Tutto questo spettacolo è rappresentato nel giuramento a ‘nuovo Presidente’ di Napolitano. Molte parole, pesanti parole largamente applaudite da coloro che ne sono i diretti interessati, tra cui in evidenza: «le risse e l’inconcludenza sulle riforme; convenienze e tatticismi che hanno reso sterile il Parlamento; la sordità dei partiti nel recepire gli inviti ad affrontare i problemi nazionali», questi alcuni passi del discorso di insediamento. Quante parole ancora da spendere, per una classe politica che non vuol abdicare al pensiero di rinnovamento, a regole che garantiscano un ricambio generazionale nell’ambito amministrativo, locale e nazionale, tali da porre le basi per eludere corruzione, interessi privati e nuove forme feudali. La rielezione di Giorgio Napolitano non è certo indirizzata verso queste finalità, si configura molto come un ultimo colpo di coda a garanzia di vecchie istituzioni.

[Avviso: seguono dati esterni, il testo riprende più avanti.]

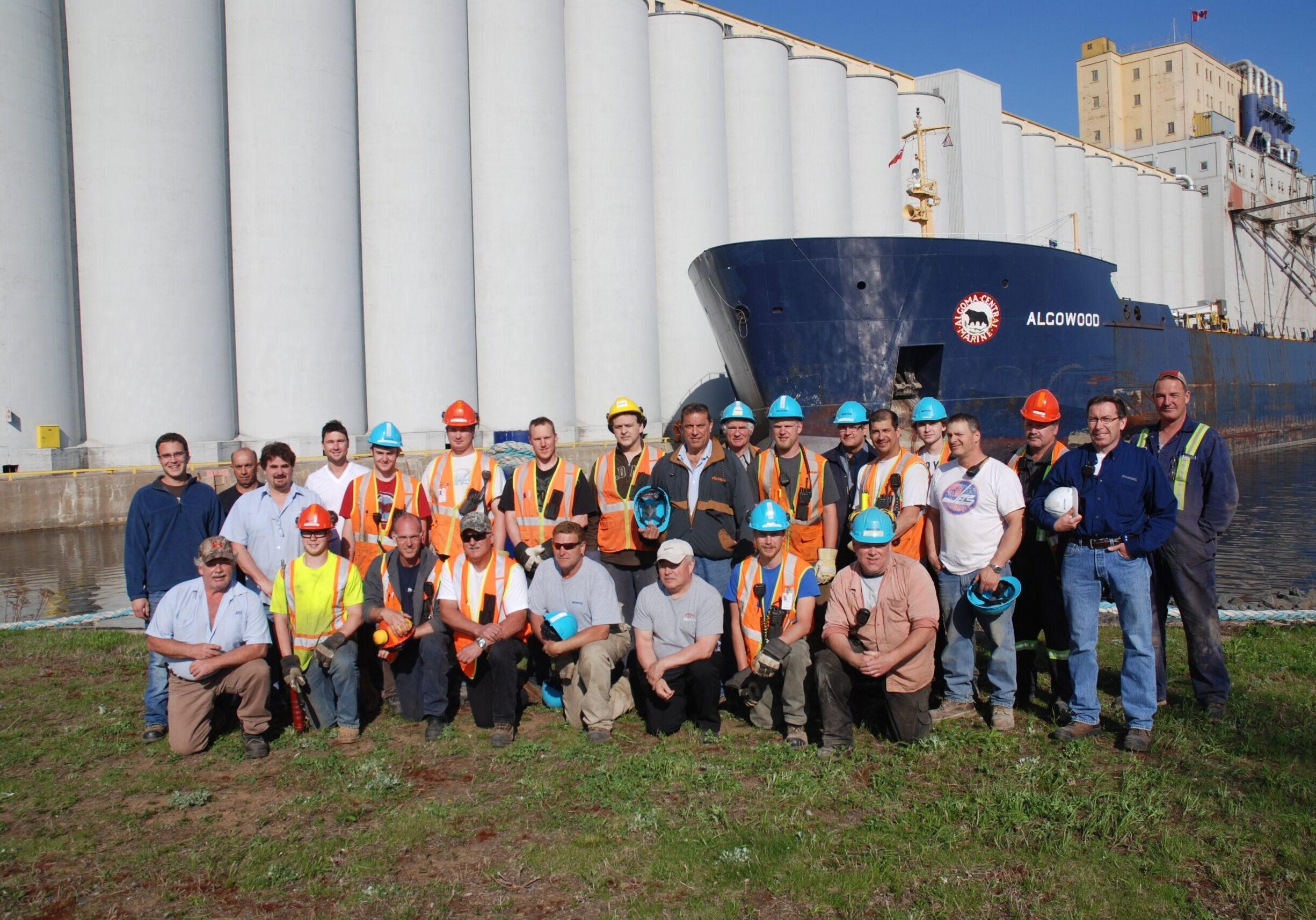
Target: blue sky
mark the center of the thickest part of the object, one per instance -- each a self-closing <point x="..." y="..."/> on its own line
<point x="1031" y="48"/>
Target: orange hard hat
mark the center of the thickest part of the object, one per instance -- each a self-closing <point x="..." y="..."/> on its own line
<point x="461" y="415"/>
<point x="315" y="517"/>
<point x="1041" y="406"/>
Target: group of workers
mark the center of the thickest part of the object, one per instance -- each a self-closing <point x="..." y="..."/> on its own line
<point x="816" y="589"/>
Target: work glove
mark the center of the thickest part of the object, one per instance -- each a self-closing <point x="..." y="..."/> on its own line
<point x="768" y="662"/>
<point x="293" y="674"/>
<point x="328" y="647"/>
<point x="826" y="566"/>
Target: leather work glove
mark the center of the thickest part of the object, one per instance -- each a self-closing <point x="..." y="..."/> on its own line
<point x="328" y="647"/>
<point x="826" y="566"/>
<point x="768" y="662"/>
<point x="293" y="674"/>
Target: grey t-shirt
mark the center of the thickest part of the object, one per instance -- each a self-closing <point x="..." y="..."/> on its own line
<point x="588" y="595"/>
<point x="678" y="622"/>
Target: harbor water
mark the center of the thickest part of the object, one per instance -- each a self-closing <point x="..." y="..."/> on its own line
<point x="1271" y="546"/>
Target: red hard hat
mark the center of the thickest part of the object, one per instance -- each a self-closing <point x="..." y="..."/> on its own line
<point x="1041" y="406"/>
<point x="461" y="415"/>
<point x="315" y="517"/>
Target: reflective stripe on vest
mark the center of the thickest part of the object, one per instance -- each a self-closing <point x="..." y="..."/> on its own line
<point x="1186" y="456"/>
<point x="444" y="524"/>
<point x="617" y="529"/>
<point x="535" y="528"/>
<point x="752" y="614"/>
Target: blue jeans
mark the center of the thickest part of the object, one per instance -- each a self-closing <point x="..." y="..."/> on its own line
<point x="333" y="690"/>
<point x="957" y="659"/>
<point x="157" y="677"/>
<point x="1084" y="573"/>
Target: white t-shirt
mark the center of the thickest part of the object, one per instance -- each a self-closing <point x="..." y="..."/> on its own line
<point x="517" y="595"/>
<point x="331" y="488"/>
<point x="973" y="513"/>
<point x="914" y="485"/>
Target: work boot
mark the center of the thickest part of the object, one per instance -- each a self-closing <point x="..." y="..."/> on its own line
<point x="153" y="734"/>
<point x="435" y="727"/>
<point x="1075" y="731"/>
<point x="1137" y="740"/>
<point x="256" y="747"/>
<point x="952" y="710"/>
<point x="346" y="736"/>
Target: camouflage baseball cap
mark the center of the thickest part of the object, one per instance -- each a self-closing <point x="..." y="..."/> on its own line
<point x="476" y="522"/>
<point x="216" y="548"/>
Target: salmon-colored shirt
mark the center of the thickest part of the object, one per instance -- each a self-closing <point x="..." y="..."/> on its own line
<point x="906" y="601"/>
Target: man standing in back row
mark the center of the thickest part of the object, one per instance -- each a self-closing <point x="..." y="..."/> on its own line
<point x="1197" y="461"/>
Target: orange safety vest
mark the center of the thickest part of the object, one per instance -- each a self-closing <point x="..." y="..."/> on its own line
<point x="533" y="528"/>
<point x="617" y="528"/>
<point x="753" y="614"/>
<point x="911" y="542"/>
<point x="316" y="624"/>
<point x="806" y="535"/>
<point x="445" y="520"/>
<point x="494" y="586"/>
<point x="370" y="539"/>
<point x="1057" y="450"/>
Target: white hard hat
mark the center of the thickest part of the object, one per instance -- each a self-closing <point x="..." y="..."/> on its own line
<point x="1061" y="501"/>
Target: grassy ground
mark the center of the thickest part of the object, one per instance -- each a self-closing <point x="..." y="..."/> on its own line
<point x="1218" y="822"/>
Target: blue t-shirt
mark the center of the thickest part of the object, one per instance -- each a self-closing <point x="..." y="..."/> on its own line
<point x="809" y="585"/>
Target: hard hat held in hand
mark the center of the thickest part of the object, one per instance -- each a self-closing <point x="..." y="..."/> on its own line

I prossimi giorni ci diranno se il minestrone istituzionale è pronto per la cottura, se, ancora una volta, ognuno coltiverà il proprio orto a garanzia di supremazia futura. Lo scontro maggiore non riguarderà riforme ed investimenti e leggi semplificative del mondo del lavoro, queste saranno marginali, ma ci sarà ancora un forte eco comunicativo. Il vero scontro riguarderà la legge elettorale e le modifiche costituzionali. Berlusconi accarezza un sogno (ora possibile dopo aver reso sterile la Repubblica Parlamentare): il Presidenzialismo. Non è una novità l’ambizione di B., da grande incantatore di masse con futili promesse ed anatemi lanciati verso i ‘suoi nemici’ (lui non ha avversari), si sta costruendo una nuova verginità fatta di dialogo, disponibilità, responsabilità – questo il suo dire – per essere pronto tra un anno alle elezioni presidenziali. Contrariamente alla rigenerazione berlusconiana, abbiamo assistito alla dissoluzione di un centro sinistra prigioniero delle sue enfasi. Era talmente facile vincere le elezioni! Bastava parlare di politica, operazione riuscita bene ad altri, chi nelle piazze e chi in TV a fare il piazzista, tutto questo ha prodotto una ‘vittoria di Pirro’. Gli errori di valutazione sono parte integrante dell’attività politica, la ricerca di dialogo o forme di collaborazione. L’ostinazione si può rivelare un boomerang incontrollabile. Lo stallo istituzionale (merito della legge elettorale) si è riversato sulla combinazione di fine mandato presidenziale e conseguente stallo di semestre bianco. L’Italia è nella paralisi. Soltanto la storia ci svelerà l’ostilità del PD nei confronti di Rodotà. Forse la paura di una personalità indipendente? O forse il dispetto di un marito contro la moglie procedendo all’epurazione? O, come già detto, l’ultimo colpo di coda di una nomenclatura di casta pronta a recuperare, gestire e riordinare i vecchi principi di un vecchio Stato? In questo vecchio Stato vi sono speranze di futuro. Il Sindaco di Castellammare di Stabia, Luigi Bobbio (centro destra ex pm antimafia), abbandona la processione cittadina che rende omaggio ad un boss della camorra. Una goccia di speranza per il futuro.